Multiple variants on one line. Not all of A, then all of B. Interleaved.
Mixed-model production is one of the harder lean transitions in small shops, and one of the highest-leverage. The instinct in most shops is to run all of variant A before switching to B, because the long batch amortizes changeover and the operators stay in the same mode. The cost is that customers wanting variant B during the A run have to wait, or the shop carries enough B in inventory to cover the wait. Mixed-model trades that long-batch comfort for short lead times and lower inventory across the variant mix.
"Stop running all of A before any of B. The customer who wants B today does not care that A's batch is not finished."

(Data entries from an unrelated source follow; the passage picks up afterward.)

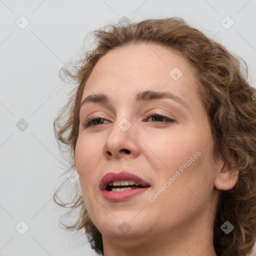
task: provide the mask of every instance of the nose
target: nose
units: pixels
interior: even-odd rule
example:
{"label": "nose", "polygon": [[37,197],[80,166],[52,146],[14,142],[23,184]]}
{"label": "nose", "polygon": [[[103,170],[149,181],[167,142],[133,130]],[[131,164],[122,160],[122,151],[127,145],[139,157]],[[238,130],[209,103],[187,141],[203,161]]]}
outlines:
{"label": "nose", "polygon": [[126,131],[115,124],[106,138],[103,147],[104,154],[108,159],[132,158],[138,156],[140,150],[133,126]]}

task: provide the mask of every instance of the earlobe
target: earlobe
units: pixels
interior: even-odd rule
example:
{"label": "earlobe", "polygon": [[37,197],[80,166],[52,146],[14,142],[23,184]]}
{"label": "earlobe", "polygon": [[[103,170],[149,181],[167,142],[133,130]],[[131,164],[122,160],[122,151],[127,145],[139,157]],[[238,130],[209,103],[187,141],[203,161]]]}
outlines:
{"label": "earlobe", "polygon": [[218,173],[215,180],[215,187],[219,190],[230,190],[236,184],[239,171],[234,169],[228,170],[226,164]]}

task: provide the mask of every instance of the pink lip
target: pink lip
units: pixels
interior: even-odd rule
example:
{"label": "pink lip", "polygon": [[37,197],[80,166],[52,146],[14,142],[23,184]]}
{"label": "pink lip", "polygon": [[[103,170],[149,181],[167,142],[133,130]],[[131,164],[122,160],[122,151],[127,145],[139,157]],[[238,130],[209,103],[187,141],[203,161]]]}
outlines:
{"label": "pink lip", "polygon": [[[134,180],[136,182],[138,183],[142,186],[145,188],[140,188],[121,192],[112,192],[106,190],[108,183],[116,180]],[[150,187],[150,184],[142,178],[135,174],[126,172],[122,172],[119,174],[108,172],[104,176],[100,184],[100,188],[102,192],[102,196],[106,200],[112,202],[121,202],[128,200],[132,197],[146,190]]]}

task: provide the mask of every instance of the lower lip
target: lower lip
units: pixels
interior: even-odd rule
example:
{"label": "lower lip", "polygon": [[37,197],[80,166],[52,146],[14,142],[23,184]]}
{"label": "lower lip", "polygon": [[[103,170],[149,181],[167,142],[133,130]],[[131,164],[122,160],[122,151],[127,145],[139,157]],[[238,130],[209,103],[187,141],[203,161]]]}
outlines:
{"label": "lower lip", "polygon": [[146,188],[135,188],[134,190],[126,190],[120,192],[112,192],[104,190],[102,192],[102,196],[108,201],[112,202],[119,202],[122,201],[127,201],[132,196],[142,193],[144,191],[149,188],[150,186]]}

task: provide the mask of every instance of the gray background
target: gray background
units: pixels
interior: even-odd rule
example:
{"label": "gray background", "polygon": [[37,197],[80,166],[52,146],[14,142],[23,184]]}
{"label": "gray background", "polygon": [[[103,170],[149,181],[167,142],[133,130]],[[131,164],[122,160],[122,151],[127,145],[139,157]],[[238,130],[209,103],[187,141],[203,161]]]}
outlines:
{"label": "gray background", "polygon": [[[242,58],[255,86],[256,10],[255,0],[0,0],[0,255],[94,254],[84,236],[58,228],[66,210],[52,200],[64,172],[52,122],[74,86],[46,97],[88,33],[124,16],[182,18]],[[23,130],[16,126],[22,118],[28,124]],[[68,182],[60,194],[65,202]],[[22,220],[29,226],[24,234],[17,230],[26,231]]]}

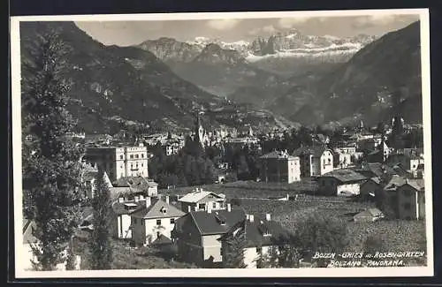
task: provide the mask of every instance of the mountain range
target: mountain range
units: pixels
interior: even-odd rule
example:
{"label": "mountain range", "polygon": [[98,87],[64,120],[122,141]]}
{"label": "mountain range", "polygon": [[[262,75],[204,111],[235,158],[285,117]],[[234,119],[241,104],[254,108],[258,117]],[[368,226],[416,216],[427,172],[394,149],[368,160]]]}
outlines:
{"label": "mountain range", "polygon": [[[382,37],[314,36],[292,29],[249,42],[208,37],[169,41],[180,44],[168,46],[162,54],[168,55],[164,60],[181,78],[290,121],[375,122],[388,120],[392,113],[422,121],[419,109],[403,112],[422,105],[418,21]],[[139,47],[162,58],[157,42]]]}
{"label": "mountain range", "polygon": [[[128,125],[191,128],[194,112],[200,110],[206,110],[204,118],[212,126],[275,125],[265,111],[238,105],[184,80],[151,52],[105,46],[73,22],[22,22],[23,64],[34,60],[39,35],[54,31],[70,51],[65,73],[72,80],[68,109],[80,130],[109,132]],[[22,78],[30,77],[25,66]]]}
{"label": "mountain range", "polygon": [[164,37],[133,47],[105,46],[72,22],[22,22],[22,63],[56,30],[71,50],[68,108],[86,132],[190,128],[197,110],[212,126],[370,125],[398,113],[422,122],[419,22],[382,37],[291,30],[250,42]]}
{"label": "mountain range", "polygon": [[269,107],[293,121],[375,123],[401,114],[422,123],[420,23],[385,34],[329,72],[295,81]]}

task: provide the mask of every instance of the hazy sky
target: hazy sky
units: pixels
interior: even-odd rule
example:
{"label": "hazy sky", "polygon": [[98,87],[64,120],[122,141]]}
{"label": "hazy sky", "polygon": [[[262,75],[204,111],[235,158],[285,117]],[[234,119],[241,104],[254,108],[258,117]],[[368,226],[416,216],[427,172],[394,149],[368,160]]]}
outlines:
{"label": "hazy sky", "polygon": [[149,39],[172,37],[179,41],[197,36],[225,42],[250,41],[275,31],[296,28],[304,34],[353,36],[382,35],[417,20],[418,15],[376,15],[347,17],[296,17],[283,19],[225,19],[198,20],[88,21],[75,22],[94,39],[105,45],[128,46]]}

The mechanics start with line design. Stations, fixtures, and tooling have to support multiple variants without long setup. The ideal is common fixtures across variants, with small quick-change adjustments. Where common fixtures are impossible, quick changeover is the prerequisite. A line that takes 30 minutes to switch between variants cannot run mixed-model in any meaningful way. Twelve changeovers a shift would consume six hours and leave nothing for production.
The schedule is the second piece. Mixed-model lines almost always run on heijunka, with the variants interleaved in a leveled pattern. The pattern is set by demand: if variant A is twice as much volume as B, the pattern might be AABAB instead of just ABABAB. The schedule is posted at the line, usually as cards in a heijunka box, and the operator runs the next card.

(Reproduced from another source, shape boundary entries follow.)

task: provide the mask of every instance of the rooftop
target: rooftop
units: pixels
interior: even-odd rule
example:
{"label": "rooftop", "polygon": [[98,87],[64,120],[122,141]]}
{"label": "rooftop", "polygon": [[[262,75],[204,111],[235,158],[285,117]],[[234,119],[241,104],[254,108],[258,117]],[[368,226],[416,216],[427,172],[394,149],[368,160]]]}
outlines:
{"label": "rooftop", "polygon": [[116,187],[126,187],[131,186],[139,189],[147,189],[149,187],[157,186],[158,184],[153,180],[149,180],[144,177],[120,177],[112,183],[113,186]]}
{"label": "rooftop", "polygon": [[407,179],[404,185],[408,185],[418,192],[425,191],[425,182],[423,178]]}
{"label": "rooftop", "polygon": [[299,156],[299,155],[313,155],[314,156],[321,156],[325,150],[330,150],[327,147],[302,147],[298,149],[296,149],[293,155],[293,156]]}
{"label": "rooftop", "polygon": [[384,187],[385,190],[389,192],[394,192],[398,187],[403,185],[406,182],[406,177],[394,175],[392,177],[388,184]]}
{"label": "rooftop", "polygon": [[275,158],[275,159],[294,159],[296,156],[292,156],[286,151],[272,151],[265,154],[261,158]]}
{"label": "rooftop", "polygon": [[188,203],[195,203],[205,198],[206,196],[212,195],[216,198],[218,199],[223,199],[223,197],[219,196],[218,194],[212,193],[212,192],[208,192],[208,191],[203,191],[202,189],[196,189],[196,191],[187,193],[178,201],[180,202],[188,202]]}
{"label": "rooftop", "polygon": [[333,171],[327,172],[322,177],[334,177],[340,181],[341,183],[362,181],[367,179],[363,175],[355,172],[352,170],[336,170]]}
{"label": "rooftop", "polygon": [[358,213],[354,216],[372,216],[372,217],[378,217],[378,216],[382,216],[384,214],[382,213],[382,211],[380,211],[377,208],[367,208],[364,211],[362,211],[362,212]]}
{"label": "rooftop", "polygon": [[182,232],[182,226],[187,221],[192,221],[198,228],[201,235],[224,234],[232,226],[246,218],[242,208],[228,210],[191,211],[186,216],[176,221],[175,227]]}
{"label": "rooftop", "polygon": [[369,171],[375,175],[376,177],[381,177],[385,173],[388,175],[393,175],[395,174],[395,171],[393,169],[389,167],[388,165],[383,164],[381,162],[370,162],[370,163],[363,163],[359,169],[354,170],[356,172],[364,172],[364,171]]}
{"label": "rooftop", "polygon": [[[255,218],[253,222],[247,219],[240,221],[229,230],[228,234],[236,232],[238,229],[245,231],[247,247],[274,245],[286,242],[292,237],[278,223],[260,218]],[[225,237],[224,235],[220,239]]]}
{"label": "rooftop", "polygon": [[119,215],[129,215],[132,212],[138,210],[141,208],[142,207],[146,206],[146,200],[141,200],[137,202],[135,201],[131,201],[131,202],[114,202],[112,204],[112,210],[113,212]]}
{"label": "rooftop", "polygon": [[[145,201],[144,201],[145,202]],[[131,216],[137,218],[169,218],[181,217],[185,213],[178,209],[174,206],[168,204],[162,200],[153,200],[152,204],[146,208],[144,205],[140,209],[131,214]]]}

The third piece is standard work for each variant. Operators are now switching modes every few units, and without clear visible instructions for each variant, defects spike. Visual work instructions, color-coded fixtures, and labeled material kits all help operators move between variants without errors. Standard work that is clear for one variant is not enough; each variant needs its own visible standard.
The benefit is customer responsiveness with low inventory. A mixed-model line that runs every variant every shift can fulfill any variant order within a day or two, without carrying weeks of finished goods. A long-batch line that runs each variant once a month either carries a month of finished goods per variant or has month-long lead times on whichever variants are not in production this week. Mixed-model replaces both costs with a more demanding production discipline.
Picture a small contract assembly shop building three variants of an industrial control box. Variants share a common chassis but have different internal wiring and labeling. Without mixed-model, the shop ran one variant per day: variant A on Monday, B on Tuesday, C on Wednesday. Customer orders for any specific variant could wait up to three days for the next batch. Total finished-goods inventory was about a week of demand across the three variants.
The shop redesigns the assembly cell to support all three variants. Wiring kits get color-coded; labels live in three labeled bins at the labeling station. A heijunka box gets installed at the cell entrance with cards for each pitch interval, interleaving the three variants in a pattern that matches steady demand: AABCABCAABC. Changeover between variants is now under two minutes, mostly swapping the wiring kit and label bin.
After two months, finished-goods inventory drops by about 60 percent. Customer lead time on any specific variant drops from up to three days to a half-day. The cell produces a steady output mix matching the steady demand mix. The shop has not added equipment or workers. The changes were in line design, standard work, and the cards in the heijunka box.
Mixed-model production is enabled by heijunka scheduling and made possible by quick changeover. The cadence at which the line cycles through every variant is its every part every interval. Mixed-model lines typically use runner-repeater-stranger classification to decide which variants belong on the line and which should be scheduled separately, and the scheduled point in the value stream that paces the mixed-model line is the pacemaker process.